As I said, depending on the case and the resident, I may not scrub.

Last week one of my cases was a toe amp...I did not even scrub because I had a good 3rd year resident covering me.

Today one of my cases was an open Achilles repair....I scrubbed it but let the resident do the entire case while myself and the student assisted.

I do not mind letting them do the entire case if they are competent and well versed in the operative plan.


Also another warning is the billing of those procedures. Some insurers will have issues if you billed a procedure and were not scrubbed and others will re-imburse less if a resident performs the service and you are not scrubbed in. My advice is at least scrub in and if your hospital permits it break scrub whenever you want to.
 
Also another warning is the billing of those procedures. Some insurers will have issues if you billed a procedure and were not scrubbed and others will re-imburse less if a resident performs the service and you are not scrubbed in. My advice is at least scrub in and if your hospital permits it break scrub whenever you want to.

Just my two cents, and not that I'm agreeing one way or the other, but this is not uncommon practice within the orthopedic residency arena. Most ortho residencies will have an attending running multiple ORs at the same time. Their residents are performing the cases and the attending circulates around through all of their ORs and will quick scrub in to a case, if needed, for a few minutes, and will then break scrub and continue to circulate through the rest of his/her cases that are simultaneously going on. I have seen this numerous times. As for billing/liability in this situation, I have not a clue how that works. I'm just sharing what I've witnessed firsthand. As a side note, the podiatry residents would also function under this same teaching style while they were either on the ortho service, or if they simply would routinely cover all of the foot/ankle ortho cases. Again, just my two cents from an impartial observer.
 
Also another warning is the billing of those procedures. Some insurers will have issues if you billed a procedure and were not scrubbed and others will re-imburse less if a resident performs the service and you are not scrubbed in. My advice is at least scrub in and if your hospital permits it break scrub whenever you want to.

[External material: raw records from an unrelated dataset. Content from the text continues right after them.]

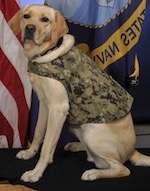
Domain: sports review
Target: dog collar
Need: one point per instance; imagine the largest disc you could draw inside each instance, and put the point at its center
(51, 49)
(55, 47)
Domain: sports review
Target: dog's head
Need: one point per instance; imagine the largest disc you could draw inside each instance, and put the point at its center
(41, 27)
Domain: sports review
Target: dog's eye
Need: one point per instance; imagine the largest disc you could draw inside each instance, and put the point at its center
(26, 16)
(45, 19)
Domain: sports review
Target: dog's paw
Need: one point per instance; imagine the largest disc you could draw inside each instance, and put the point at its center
(74, 147)
(31, 176)
(25, 154)
(90, 175)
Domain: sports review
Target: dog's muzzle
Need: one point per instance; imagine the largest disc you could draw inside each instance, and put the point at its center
(29, 32)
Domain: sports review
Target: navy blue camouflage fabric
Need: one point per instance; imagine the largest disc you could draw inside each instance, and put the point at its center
(94, 96)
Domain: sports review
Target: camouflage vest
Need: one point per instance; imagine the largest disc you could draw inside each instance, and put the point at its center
(94, 96)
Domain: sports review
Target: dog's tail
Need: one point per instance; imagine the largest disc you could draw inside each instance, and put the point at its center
(139, 159)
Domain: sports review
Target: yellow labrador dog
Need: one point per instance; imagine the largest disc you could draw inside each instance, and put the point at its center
(105, 130)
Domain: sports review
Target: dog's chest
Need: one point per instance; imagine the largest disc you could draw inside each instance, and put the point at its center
(94, 97)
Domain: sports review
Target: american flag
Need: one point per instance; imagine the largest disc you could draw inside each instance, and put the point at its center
(15, 89)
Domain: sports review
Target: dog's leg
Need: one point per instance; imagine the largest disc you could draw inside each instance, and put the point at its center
(38, 136)
(56, 101)
(56, 119)
(116, 170)
(139, 159)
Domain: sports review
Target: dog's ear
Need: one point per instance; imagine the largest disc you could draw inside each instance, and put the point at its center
(60, 27)
(14, 23)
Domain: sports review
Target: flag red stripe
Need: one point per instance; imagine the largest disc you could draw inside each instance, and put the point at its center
(12, 81)
(11, 6)
(6, 130)
(15, 87)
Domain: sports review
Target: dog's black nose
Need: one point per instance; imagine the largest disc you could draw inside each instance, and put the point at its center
(30, 29)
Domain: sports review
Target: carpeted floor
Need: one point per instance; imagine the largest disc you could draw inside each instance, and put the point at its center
(65, 172)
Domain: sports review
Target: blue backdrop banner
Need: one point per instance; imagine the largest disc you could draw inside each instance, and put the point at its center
(108, 31)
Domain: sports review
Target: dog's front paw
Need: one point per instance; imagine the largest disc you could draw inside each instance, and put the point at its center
(25, 154)
(31, 176)
(90, 175)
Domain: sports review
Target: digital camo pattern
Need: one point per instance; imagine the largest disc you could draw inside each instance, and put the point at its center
(94, 96)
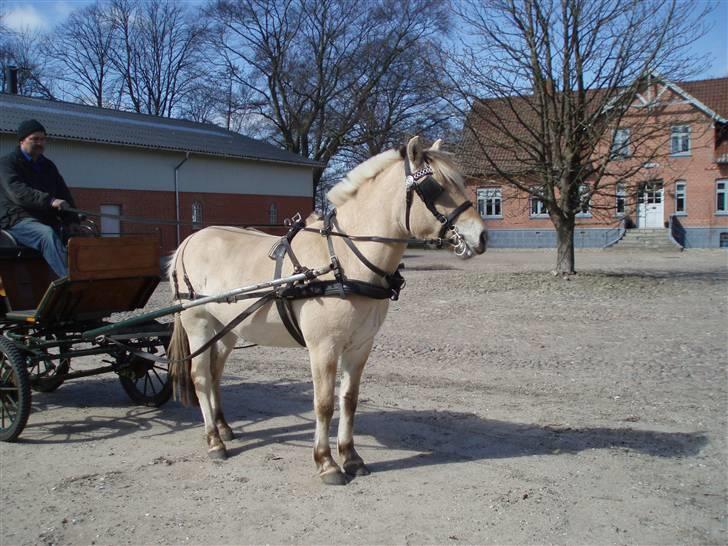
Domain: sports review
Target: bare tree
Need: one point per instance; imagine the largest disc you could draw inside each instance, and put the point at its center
(544, 84)
(315, 64)
(81, 46)
(157, 52)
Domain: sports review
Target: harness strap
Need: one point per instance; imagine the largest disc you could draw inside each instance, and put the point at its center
(338, 272)
(252, 308)
(285, 309)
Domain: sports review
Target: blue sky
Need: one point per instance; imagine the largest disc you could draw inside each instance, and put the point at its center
(44, 14)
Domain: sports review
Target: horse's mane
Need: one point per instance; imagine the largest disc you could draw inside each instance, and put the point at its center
(441, 163)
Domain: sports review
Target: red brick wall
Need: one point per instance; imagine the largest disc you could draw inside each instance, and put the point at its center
(217, 208)
(699, 170)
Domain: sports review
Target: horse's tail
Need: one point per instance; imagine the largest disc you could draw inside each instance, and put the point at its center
(180, 366)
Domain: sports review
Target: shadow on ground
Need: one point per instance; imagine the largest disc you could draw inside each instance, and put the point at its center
(438, 437)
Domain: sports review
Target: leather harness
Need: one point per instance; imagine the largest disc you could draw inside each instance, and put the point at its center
(428, 190)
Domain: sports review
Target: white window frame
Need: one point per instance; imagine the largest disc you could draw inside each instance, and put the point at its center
(621, 143)
(540, 208)
(273, 213)
(681, 135)
(197, 215)
(681, 191)
(495, 196)
(110, 226)
(621, 196)
(721, 189)
(583, 190)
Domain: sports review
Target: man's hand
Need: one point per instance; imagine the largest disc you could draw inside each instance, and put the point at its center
(60, 204)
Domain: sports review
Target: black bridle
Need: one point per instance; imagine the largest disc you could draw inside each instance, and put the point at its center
(429, 190)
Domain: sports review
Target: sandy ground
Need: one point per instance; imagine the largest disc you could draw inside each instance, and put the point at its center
(500, 405)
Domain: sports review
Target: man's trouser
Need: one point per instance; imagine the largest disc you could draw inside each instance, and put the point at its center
(42, 237)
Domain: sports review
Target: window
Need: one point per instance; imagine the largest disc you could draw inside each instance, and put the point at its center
(680, 193)
(490, 203)
(273, 214)
(620, 144)
(584, 201)
(721, 194)
(110, 221)
(196, 215)
(538, 207)
(621, 195)
(680, 140)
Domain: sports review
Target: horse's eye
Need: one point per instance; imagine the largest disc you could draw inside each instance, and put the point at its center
(431, 189)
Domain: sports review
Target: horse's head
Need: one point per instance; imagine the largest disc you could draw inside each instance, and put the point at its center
(436, 204)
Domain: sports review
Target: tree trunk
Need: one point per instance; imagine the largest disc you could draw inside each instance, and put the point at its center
(565, 247)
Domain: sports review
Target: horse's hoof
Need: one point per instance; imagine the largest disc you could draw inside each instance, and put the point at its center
(356, 468)
(219, 454)
(334, 478)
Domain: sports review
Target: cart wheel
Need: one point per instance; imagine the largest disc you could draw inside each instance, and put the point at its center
(14, 392)
(147, 382)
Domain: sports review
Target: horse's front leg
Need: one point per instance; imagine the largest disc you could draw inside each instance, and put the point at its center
(352, 366)
(220, 353)
(323, 371)
(199, 331)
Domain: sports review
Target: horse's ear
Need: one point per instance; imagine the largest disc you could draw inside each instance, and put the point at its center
(415, 152)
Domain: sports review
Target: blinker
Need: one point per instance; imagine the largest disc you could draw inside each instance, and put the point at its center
(430, 189)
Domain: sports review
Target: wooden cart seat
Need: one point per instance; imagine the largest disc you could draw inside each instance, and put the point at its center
(10, 248)
(105, 276)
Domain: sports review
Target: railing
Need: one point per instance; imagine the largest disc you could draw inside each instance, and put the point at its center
(613, 235)
(677, 231)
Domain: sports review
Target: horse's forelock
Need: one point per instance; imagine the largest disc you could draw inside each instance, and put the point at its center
(444, 166)
(349, 185)
(441, 162)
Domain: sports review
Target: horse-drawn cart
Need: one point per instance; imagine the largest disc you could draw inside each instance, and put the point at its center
(44, 323)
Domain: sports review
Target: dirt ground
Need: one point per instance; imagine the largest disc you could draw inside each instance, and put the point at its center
(501, 405)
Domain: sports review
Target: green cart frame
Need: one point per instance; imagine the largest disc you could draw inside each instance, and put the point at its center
(44, 323)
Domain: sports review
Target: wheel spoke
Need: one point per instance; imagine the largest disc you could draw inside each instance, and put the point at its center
(161, 381)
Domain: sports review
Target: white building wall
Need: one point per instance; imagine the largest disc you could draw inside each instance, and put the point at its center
(85, 165)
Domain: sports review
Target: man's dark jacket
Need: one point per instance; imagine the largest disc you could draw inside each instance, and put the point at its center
(27, 192)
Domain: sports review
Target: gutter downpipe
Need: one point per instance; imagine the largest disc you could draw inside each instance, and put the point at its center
(176, 194)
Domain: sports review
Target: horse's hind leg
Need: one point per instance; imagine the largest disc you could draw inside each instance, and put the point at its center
(352, 366)
(323, 371)
(220, 354)
(198, 332)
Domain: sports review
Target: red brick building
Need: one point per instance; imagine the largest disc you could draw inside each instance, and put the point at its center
(682, 188)
(122, 163)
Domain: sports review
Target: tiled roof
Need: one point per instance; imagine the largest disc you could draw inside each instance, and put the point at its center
(90, 124)
(490, 115)
(713, 93)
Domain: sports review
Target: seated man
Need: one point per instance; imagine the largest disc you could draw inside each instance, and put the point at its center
(32, 195)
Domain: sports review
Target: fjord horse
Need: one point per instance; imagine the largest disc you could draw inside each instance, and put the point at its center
(413, 192)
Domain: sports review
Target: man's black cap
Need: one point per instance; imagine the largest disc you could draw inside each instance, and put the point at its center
(29, 126)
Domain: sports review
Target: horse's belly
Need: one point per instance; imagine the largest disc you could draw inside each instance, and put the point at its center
(269, 334)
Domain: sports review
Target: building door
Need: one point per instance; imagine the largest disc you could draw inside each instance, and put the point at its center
(110, 225)
(650, 206)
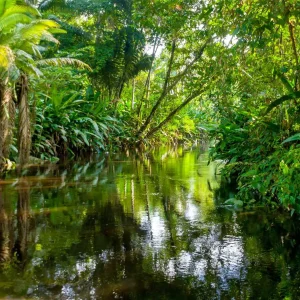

Billing wise, if you are not scrubbed in, you can't be listed as the surgeon on record for the case. If you're not the surgeon on record, you can not bill for the procedure and have just done a free case.

If this case should ever go to court, not only will you lose on the basis of you not being "there" for the case, but rest assured that the insurance company will get involved and could ding you for fraudulent billing, which will spark an audit. If you fail the audit for ANY reason, this can become public record and other insurance carriers may find out. What do you think will happen next?
 
Just my two cents, and not that I'm agreeing one way or the other, but this is not uncommon practice within the orthopedic residency arena. Most ortho residencies will have an attending running multiple ORs at the same time. Their residents are performing the cases and the attending circulates around through all of their ORs and will quick scrub in to a case, if needed, for a few minutes, and will then break scrub and continue to circulate through the rest of his/her cases that are simultaneously going on. I have seen this numerous times. As for billing/liability in this situation, I have not a clue how that works. I'm just sharing what I've witnessed firsthand. As a side note, the podiatry residents would also function under this same teaching style while they were either on the ortho service, or if they simply would routinely cover all of the foot/ankle ortho cases. Again, just my two cents from an impartial observer.

You are correct that this is how its done for other surgical residencies. What you are not seeing is where those cases come from and who the patients are.

I am in a BIG teaching institution connected to a medical school and I PROMISE, when a Vascular, General or Ortho Surgeon is taking care of their private patients, they don't let residents OR fellows anywhere near these people. I was a resident at this institution, so I have first hand experience with this. Clinic and indigent patients are a whole different story.